Lo lleva en la sangre: “Mi madre dice que yo cantaba antes de hablar”. Nada raro en una familia de músicos. “Mi abuela materna tocaba muy bien el piano, por su casa pasaban Alicia de la Rocha, Achúcarro, Mompou… Y mi abuelo, Juan Uría Ríu, además de investigador y cronista oficial de Asturias, cantaba fenomenal, y viajó mucho por Somiedo y por Babia recopilando canciones de vaqueiros, que luego recogió en disco mi tío, Juan Uría Maqua, otro cantante impresionante”.

Ella empezó a estudiar canto y piano a los 7 años. El piano lo dejó pronto, aunque ahora ha vuelto a recuperarlo “gracias a Fernando Ballarín, que me ha ayudado a cogerle el gusto”. Pero sí siguió tanteando las posibilidades de su voz clara y emotiva con distintas maestras, como Esperanza Abad o Vanessa Mackness.

Fue en los 80 cuando se subió a un escenario por primera vez, con Teatro Corsario y La Orquesta Polar Antártica. “No fue fácil, lo pasé fatal hasta que sentí que podía hacerlo”. Luego formó parte de El combo de Sara, grupo que llegó a compartir escenario con figuras como Art Blakey. Desde entonces, no ha parado. Hace casi dos décadas formó su propio Quinteto de free jazz ecléctico, con Cy Williams, Jorge Frías, Diego Gutiérrez e Ildefonso Rodríguez. Muchos años lleva también con el cuarteto de improvisación Sin Red (con Chefa Alonso, Víctor M. Díez y Rodríguez), y en los últimos tiempos ha fundado un trío, Molimo, con Chefa Alonso y la chelista Barbara Meyer. Con todos ha grabado discos y viajado por el mundo, compartiendo escenario con músicos como Evan Parker. También ha formado parte de orquestas de improvisadores (en Madrid, Barcelona, Londres), con directores como Butch Morris, Peter Kowald o Fred Frith.
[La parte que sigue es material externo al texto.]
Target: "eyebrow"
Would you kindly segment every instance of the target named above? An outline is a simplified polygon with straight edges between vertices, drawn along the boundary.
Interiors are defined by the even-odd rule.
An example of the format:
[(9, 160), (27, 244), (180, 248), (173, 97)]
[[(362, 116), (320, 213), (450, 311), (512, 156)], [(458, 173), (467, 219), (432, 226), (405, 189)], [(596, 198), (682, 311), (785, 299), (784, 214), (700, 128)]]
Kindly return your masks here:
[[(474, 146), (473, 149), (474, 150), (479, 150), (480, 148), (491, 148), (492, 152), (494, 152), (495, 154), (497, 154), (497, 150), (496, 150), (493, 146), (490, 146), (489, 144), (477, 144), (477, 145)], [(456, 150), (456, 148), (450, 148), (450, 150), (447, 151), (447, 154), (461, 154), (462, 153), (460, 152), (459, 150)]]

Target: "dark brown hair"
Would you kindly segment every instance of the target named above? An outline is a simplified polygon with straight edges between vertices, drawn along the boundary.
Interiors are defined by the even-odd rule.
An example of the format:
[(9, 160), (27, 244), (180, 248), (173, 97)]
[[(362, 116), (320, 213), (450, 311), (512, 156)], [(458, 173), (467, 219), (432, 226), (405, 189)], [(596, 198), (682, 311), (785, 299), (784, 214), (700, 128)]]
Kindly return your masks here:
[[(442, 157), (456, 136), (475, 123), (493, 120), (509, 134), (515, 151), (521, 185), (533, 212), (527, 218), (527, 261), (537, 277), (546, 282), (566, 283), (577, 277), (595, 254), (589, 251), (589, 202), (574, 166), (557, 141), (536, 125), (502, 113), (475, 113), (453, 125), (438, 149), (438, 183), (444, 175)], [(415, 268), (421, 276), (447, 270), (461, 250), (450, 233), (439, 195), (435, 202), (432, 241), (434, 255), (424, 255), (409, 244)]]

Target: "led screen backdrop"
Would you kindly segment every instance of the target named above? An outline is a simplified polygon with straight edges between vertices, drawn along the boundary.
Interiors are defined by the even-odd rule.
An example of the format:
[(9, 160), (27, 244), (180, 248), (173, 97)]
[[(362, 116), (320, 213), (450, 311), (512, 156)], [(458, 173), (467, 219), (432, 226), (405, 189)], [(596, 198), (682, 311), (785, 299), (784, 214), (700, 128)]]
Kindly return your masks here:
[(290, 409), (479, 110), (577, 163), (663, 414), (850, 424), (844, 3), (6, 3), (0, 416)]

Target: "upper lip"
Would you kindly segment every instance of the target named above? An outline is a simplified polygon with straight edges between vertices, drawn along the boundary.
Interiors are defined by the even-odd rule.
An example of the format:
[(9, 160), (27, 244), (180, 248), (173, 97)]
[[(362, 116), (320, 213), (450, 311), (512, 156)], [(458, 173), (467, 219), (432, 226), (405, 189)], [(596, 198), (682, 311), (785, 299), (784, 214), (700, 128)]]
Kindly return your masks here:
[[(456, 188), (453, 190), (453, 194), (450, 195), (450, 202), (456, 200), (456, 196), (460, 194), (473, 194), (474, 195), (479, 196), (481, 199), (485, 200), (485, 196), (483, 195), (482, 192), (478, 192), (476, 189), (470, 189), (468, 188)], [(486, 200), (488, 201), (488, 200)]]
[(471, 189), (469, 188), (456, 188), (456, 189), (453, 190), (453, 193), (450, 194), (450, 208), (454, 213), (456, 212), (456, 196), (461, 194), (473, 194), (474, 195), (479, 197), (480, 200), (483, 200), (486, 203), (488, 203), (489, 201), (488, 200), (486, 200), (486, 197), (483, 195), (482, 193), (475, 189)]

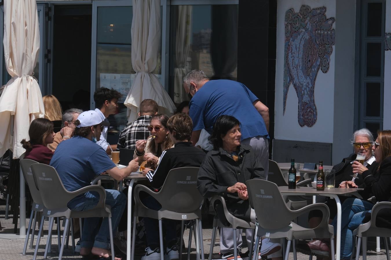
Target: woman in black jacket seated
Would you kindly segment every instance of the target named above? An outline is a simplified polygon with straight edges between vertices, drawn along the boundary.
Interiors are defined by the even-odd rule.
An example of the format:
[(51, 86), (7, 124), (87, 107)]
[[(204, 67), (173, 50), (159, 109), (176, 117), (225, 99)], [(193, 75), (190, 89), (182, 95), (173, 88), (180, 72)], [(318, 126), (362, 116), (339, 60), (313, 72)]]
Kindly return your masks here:
[[(358, 162), (354, 161), (352, 165), (353, 173), (359, 173), (359, 178), (362, 178), (365, 183), (365, 187), (360, 193), (363, 199), (349, 198), (342, 204), (341, 253), (343, 259), (350, 258), (353, 231), (364, 223), (366, 216), (373, 207), (373, 204), (365, 200), (374, 196), (377, 201), (391, 202), (391, 130), (379, 132), (372, 149), (376, 161), (380, 164), (374, 174)], [(391, 226), (391, 214), (389, 213), (388, 211), (383, 214), (386, 215), (383, 216), (383, 226)], [(335, 218), (332, 223), (334, 233), (336, 233), (336, 223)]]
[[(208, 153), (201, 165), (197, 185), (203, 196), (207, 198), (216, 195), (222, 196), (228, 211), (235, 217), (249, 221), (255, 218), (255, 214), (250, 207), (245, 184), (254, 178), (266, 179), (267, 175), (251, 147), (240, 144), (240, 125), (239, 121), (231, 116), (221, 115), (217, 119), (213, 126), (213, 133), (209, 137), (213, 150)], [(222, 222), (226, 222), (222, 207), (216, 210)], [(246, 230), (248, 244), (252, 242), (252, 231)], [(242, 230), (237, 230), (237, 249), (239, 253), (241, 234)], [(281, 256), (281, 253), (275, 253), (281, 248), (279, 244), (272, 243), (267, 239), (262, 241), (262, 245), (258, 257), (273, 253), (277, 254), (277, 257)], [(219, 259), (233, 258), (233, 250), (232, 230), (222, 228)], [(239, 255), (237, 259), (240, 260)]]

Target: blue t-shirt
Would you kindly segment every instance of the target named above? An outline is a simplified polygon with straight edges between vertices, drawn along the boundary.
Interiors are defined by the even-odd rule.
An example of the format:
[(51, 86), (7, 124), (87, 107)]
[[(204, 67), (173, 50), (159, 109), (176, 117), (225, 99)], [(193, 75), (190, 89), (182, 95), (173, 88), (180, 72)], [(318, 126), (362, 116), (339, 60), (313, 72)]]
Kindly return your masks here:
[(97, 175), (115, 167), (102, 147), (78, 136), (58, 145), (50, 165), (69, 191), (90, 185)]
[(265, 121), (253, 104), (259, 99), (243, 84), (233, 80), (210, 80), (197, 91), (189, 104), (193, 130), (205, 128), (212, 134), (213, 124), (222, 115), (240, 122), (242, 140), (258, 136), (269, 138)]

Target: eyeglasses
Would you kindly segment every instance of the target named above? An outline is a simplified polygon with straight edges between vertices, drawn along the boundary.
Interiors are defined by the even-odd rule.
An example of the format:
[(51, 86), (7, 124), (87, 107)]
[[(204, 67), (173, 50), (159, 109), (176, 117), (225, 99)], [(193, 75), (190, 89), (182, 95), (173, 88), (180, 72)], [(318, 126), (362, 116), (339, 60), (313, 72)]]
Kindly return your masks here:
[(359, 148), (362, 145), (364, 149), (368, 149), (372, 146), (372, 143), (354, 143), (353, 146), (356, 148)]
[(156, 132), (159, 132), (159, 130), (160, 130), (160, 128), (164, 128), (164, 126), (155, 126), (154, 127), (152, 126), (149, 126), (148, 127), (148, 130), (150, 132), (152, 131), (152, 129), (154, 129), (155, 131)]

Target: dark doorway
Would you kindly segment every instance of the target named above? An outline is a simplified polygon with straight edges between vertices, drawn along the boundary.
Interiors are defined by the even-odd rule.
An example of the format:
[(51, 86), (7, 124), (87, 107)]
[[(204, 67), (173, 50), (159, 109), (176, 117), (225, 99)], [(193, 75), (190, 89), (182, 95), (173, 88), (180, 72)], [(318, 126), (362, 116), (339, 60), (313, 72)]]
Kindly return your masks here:
[(52, 93), (63, 111), (90, 110), (91, 5), (55, 5)]

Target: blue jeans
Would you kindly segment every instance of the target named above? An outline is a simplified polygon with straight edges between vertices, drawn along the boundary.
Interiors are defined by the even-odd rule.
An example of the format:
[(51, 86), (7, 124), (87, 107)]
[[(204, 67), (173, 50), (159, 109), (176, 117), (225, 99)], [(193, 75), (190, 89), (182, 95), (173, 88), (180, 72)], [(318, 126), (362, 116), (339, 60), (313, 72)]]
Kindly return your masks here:
[[(111, 223), (113, 230), (117, 230), (121, 216), (126, 205), (126, 196), (118, 191), (106, 189), (106, 205), (111, 207)], [(93, 192), (87, 192), (82, 198), (75, 198), (68, 203), (72, 210), (83, 211), (92, 209), (98, 204), (99, 195)], [(81, 245), (82, 248), (93, 246), (104, 249), (110, 248), (110, 232), (108, 218), (104, 218), (99, 226), (101, 218), (87, 218), (84, 221)]]
[[(370, 212), (373, 204), (360, 199), (349, 198), (342, 204), (341, 214), (341, 258), (350, 258), (353, 244), (353, 230), (362, 223), (367, 212)], [(331, 223), (334, 233), (337, 234), (337, 216)]]
[[(148, 195), (140, 198), (143, 204), (149, 209), (158, 210), (161, 209), (161, 205), (151, 196)], [(147, 235), (147, 244), (148, 246), (153, 246), (160, 248), (159, 239), (159, 221), (158, 219), (150, 218), (144, 218)], [(163, 220), (163, 228), (166, 230), (166, 242), (168, 244), (173, 241), (176, 241), (176, 220), (165, 219)], [(163, 249), (161, 248), (161, 250)]]

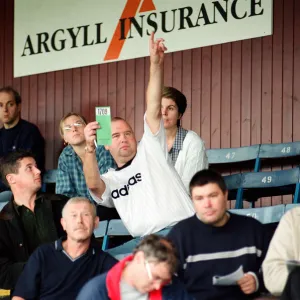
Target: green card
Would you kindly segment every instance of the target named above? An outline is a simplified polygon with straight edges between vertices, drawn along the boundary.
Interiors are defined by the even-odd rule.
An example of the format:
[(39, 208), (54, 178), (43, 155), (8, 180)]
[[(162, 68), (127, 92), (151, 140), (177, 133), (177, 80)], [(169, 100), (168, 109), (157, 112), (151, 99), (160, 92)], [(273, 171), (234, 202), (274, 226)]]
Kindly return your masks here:
[(109, 106), (96, 107), (96, 121), (101, 127), (97, 130), (97, 144), (111, 145), (111, 115)]

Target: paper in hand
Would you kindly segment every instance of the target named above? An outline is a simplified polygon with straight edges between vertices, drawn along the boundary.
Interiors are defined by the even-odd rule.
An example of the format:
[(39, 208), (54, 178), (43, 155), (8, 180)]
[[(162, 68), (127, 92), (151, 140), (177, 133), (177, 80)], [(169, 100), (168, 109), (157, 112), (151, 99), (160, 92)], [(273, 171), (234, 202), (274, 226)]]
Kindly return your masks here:
[(230, 274), (224, 276), (214, 276), (213, 285), (237, 285), (237, 281), (239, 281), (243, 276), (243, 266), (240, 266), (236, 271)]
[(111, 114), (109, 106), (96, 107), (96, 121), (100, 125), (97, 130), (97, 144), (111, 145)]

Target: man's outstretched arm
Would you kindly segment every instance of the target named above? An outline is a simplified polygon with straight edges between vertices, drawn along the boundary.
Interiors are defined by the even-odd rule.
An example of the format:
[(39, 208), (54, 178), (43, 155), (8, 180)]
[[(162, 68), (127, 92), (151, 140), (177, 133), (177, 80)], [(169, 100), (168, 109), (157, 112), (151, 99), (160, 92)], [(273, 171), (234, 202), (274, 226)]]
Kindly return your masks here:
[(154, 40), (154, 33), (150, 36), (150, 77), (146, 92), (147, 110), (146, 121), (150, 130), (155, 134), (160, 127), (161, 95), (163, 89), (164, 52), (167, 48), (163, 39)]

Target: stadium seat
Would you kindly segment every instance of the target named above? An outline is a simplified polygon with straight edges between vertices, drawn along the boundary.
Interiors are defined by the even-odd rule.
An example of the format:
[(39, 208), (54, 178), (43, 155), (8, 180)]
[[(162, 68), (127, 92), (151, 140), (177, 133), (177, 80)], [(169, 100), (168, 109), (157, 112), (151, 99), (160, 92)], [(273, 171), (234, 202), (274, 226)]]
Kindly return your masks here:
[(94, 235), (96, 238), (104, 237), (107, 232), (108, 221), (101, 221), (99, 226), (94, 230)]
[(223, 176), (228, 190), (228, 200), (235, 200), (242, 183), (242, 174)]
[(258, 154), (258, 170), (262, 160), (300, 156), (300, 142), (284, 144), (261, 144)]
[(287, 204), (287, 205), (285, 206), (285, 211), (284, 211), (284, 212), (287, 212), (287, 211), (289, 211), (290, 209), (293, 209), (293, 208), (295, 208), (295, 207), (297, 207), (297, 206), (300, 206), (300, 203)]
[(48, 170), (45, 172), (44, 176), (43, 176), (43, 185), (42, 185), (42, 191), (46, 192), (46, 187), (47, 184), (49, 183), (56, 183), (56, 174), (57, 174), (57, 170), (53, 169), (53, 170)]
[(122, 220), (110, 220), (107, 226), (107, 232), (103, 239), (103, 250), (108, 249), (110, 236), (130, 236)]
[(0, 203), (5, 202), (7, 203), (12, 197), (11, 191), (4, 191), (0, 193)]
[(111, 248), (106, 250), (110, 255), (114, 256), (116, 259), (121, 260), (125, 256), (132, 253), (136, 245), (141, 241), (142, 238), (134, 238), (129, 242), (124, 243), (121, 246)]
[(237, 215), (249, 216), (262, 224), (278, 223), (285, 212), (285, 205), (275, 205), (257, 208), (230, 209), (232, 213)]
[[(294, 194), (293, 202), (298, 203), (299, 168), (274, 172), (243, 173), (235, 208), (243, 208), (243, 199), (288, 194)], [(254, 206), (254, 202), (252, 202), (252, 206)]]
[(2, 210), (2, 208), (7, 204), (8, 202), (0, 202), (0, 211)]
[(214, 164), (229, 164), (254, 160), (253, 169), (258, 171), (258, 153), (260, 145), (240, 148), (209, 149), (206, 151), (208, 162)]

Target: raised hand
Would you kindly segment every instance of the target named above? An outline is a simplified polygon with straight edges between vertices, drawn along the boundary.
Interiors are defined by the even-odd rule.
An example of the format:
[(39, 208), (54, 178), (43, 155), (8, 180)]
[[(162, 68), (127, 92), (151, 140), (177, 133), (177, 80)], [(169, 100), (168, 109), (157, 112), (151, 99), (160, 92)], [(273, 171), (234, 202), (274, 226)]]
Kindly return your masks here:
[(154, 32), (150, 35), (149, 52), (150, 61), (152, 64), (161, 65), (164, 61), (164, 55), (167, 48), (164, 45), (164, 39), (159, 38), (154, 40)]
[(99, 128), (100, 125), (96, 121), (88, 123), (84, 128), (84, 137), (86, 144), (92, 148), (95, 147), (94, 141), (96, 140), (96, 130)]

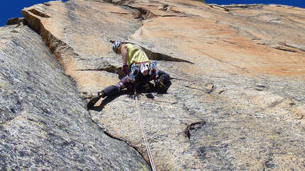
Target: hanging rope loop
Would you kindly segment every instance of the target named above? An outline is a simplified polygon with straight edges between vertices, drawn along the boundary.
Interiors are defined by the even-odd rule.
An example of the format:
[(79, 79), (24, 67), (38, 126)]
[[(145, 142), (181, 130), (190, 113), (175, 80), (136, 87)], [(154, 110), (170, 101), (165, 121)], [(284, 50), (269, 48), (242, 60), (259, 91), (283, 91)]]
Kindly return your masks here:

“Tengo la suerte de estar con auténticos musicazos, que además son amigos”, afirma. Le pregunto si casarse con el poeta y saxofonista Ildefonso Rodríguez ha influido en su trayectoria: “Claro, con lágrimas y con risas, es el que más me ha animado y estimulado con la música”.

Por el camino, además, esta filóloga ha tenido tiempo de traducir a K. Mansfield, Sylvia Plath, Beckett, Aldo Leopold, además de realizar un trabajo sobre “Viajeros ingleses por tierras de Castilla y León”.

Ahora que ha dejado la enseñanza, asegura que trabaja más que nunca. Así, acaba de versionar y grabar, con los guitarristas Gonzalo Ordás y Marcos Cachaldora, una serie de poemas del “Blues castellano” de Gamoneda. Y en breve estrenará en Madrid una pieza del compositor Sergio Blardony, sobre poemas de Pilar Martín Gila… “Vivo entregada a la música, así es como soy feliz”.